I want to know number of ordered pairs $(x,y)$ satisfying $x^2 +y^2 =a$.
Let $n(a)$ be the number of ordered pairs $(x,y)$ satisfying $x^2 +y^2 =a$.
If $x^2 +y^2 =a$ and $z^2 +w^2 =b$, then $(xz+yw)^2 +(xw-yz)^2 =ab$.
So, I guess that if $a,b$ is coprime, $n(ab)=n(a)n(b)$.

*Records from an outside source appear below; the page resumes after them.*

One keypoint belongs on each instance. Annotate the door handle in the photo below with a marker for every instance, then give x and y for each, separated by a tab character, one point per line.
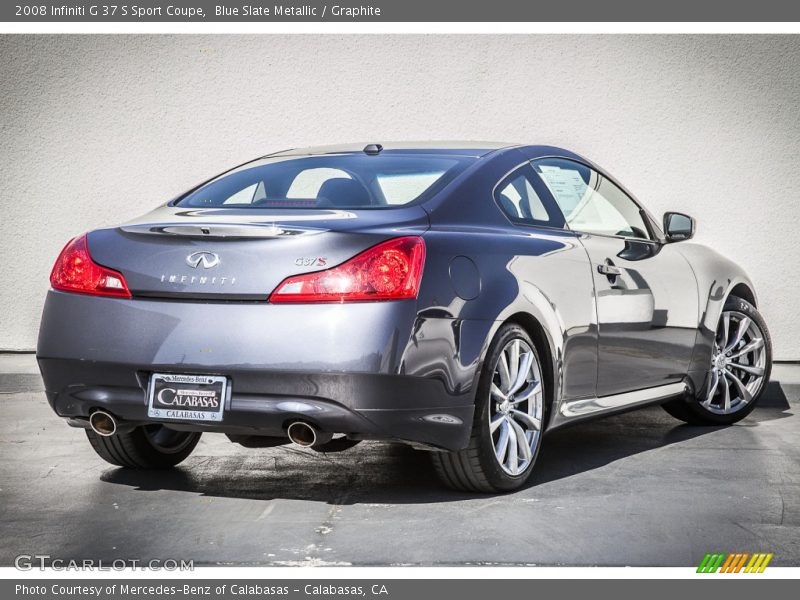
608	269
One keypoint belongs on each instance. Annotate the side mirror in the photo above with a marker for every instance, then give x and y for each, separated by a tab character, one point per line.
678	227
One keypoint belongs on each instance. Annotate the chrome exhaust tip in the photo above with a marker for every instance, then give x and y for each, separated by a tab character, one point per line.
307	436
102	423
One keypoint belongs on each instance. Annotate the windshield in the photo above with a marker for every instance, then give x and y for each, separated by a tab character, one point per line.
353	181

To prove it, I need to prove if $x^2 +y^2 =a$ and $z^2 +w^2 =ab$, then $\frac{xz+yw}{a}$ is integer.
How can I prove it?
edit: It can't hold...
The number $n(a)$ is equal to zero for all $a$ tabulated at OEIS A022544. So we have no solutions for $$ a=3,6,7,11,12,14,15,19,21,22,23,\cdots $$ In fact, a positive integer $a$ is the sum of two squares if and only if each prime factor $p$ of $a$ such that $p \equiv 3 \bmod 4$ occurs to an even power in the prime factorization of $a$. Also for such integers, the number $n(a)$ can be computed. In general we have the formula $$ n(a)=r_2(a)=4(d_1(a)-d_3(n)), $$ where $d_j(a):=\sum_{d\mid c,d\equiv j(4)}1$.